Die CDU sieht den Beschluss von 2023 als „glücklichen Zufall“. So hätten die Bürger auch in dem Jahr noch das Bad genießen können, wenn auch bei reduzierten Öffnungszeiten. Aus ihrer Sicht wäre nach Gesprächen mit den Betreibern vielleicht sogar noch ein Betrieb im Jahr 2024 möglich gewesen, da die Bauarbeiten erst 2025 beginnen sollen.
Wirtschaft: Das Dreierbündnis verweist auf einen intensiveren Dialog mit der Wirtschaft und auf die Bildung des Ausschusses für Kultur, Tourismus und Wirtschaft. Der 2024 durch die Bettensteuer neu geschaffene Fördertopf Stadtmarketing schaffe zusätzliche Möglichkeiten.
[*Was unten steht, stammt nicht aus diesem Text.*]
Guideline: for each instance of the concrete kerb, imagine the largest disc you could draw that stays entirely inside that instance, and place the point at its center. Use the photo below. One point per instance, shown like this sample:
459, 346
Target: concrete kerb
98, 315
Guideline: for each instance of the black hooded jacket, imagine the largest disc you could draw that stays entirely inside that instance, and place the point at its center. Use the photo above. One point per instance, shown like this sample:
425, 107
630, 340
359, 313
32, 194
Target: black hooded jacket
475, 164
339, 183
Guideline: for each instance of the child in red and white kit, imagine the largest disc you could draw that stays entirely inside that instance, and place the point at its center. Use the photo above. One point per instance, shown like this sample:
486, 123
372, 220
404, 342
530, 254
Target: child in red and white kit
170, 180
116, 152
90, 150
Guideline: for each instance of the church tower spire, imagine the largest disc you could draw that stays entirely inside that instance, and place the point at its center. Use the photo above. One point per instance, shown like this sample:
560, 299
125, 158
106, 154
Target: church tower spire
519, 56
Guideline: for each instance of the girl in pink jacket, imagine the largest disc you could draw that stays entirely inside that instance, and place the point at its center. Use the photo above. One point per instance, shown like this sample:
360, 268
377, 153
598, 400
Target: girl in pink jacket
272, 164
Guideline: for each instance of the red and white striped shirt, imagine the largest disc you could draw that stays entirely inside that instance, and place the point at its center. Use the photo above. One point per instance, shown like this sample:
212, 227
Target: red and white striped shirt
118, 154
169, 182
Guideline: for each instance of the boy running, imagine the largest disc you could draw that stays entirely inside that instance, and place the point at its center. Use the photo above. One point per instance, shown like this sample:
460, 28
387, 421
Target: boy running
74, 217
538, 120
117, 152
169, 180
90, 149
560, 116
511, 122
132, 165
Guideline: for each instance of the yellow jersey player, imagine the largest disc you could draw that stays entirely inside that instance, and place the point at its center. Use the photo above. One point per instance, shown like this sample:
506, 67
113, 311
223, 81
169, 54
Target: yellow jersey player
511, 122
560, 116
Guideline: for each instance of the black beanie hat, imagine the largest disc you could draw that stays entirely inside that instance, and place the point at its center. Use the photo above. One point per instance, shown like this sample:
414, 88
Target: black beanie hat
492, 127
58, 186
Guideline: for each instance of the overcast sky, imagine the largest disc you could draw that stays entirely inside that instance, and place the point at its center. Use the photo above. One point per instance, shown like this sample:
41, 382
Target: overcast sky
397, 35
Stichwort Kultur: Man fördere seit „Regierungsübernahme“ gezielt Theater, Musik, Kunst und kulturelle Projekte.
Koalition spricht von soliden Finanzen der Stadt Königswinter
Die CDU betont den aus ihrer Sicht nötigen Ausbau von Gewerbegebieten. Den Beschluss der Koalition, das geplante Gewerbegebiet Siefen „von vorneherein nachhaltig und klimafreundlich“ zu gestalten, habe sie abgelehnt. Man wolle Betriebe „nicht mit übermäßigen Vorschriften belasten“. Bei der Kulturförderung habe man„im Einvernehmen“ eine gute erste Fassung der Richtlinie verabschieden, man habe aber auf Mängel hinweisen und eine Überarbeitung anstoßen können.
Finanzen: Die Koalition spricht mit Blick auf den städtischen Haushalt von „soliden Finanzen“. Man sei sparsam mit dem Geld umgegangen, habe die Grundsteuer „maßvoll“ erhöht (ab 2022 flossen im Jahr zwei Millionen Euro zusätzlich in die Stadtkasse) und habe die Bettensteuer auch für Geschäftsreisende eingeführt. „Die Gewerbesteuer wurde nicht erhöht.“
CDU-Fraktionschef Stephan Unkelbach hatte die „drastische Erhöhung“ der Grundsteuer als unnötig bezeichnet, sie belaste Familien und einkommensschwache Haushalte. Bei der Ausweitung der Bettensteuer auf Geschäftsreisende warnte er seinerzeit vor einem Wettbewerbsnachteil und womöglich sinkenden Gästezahlen.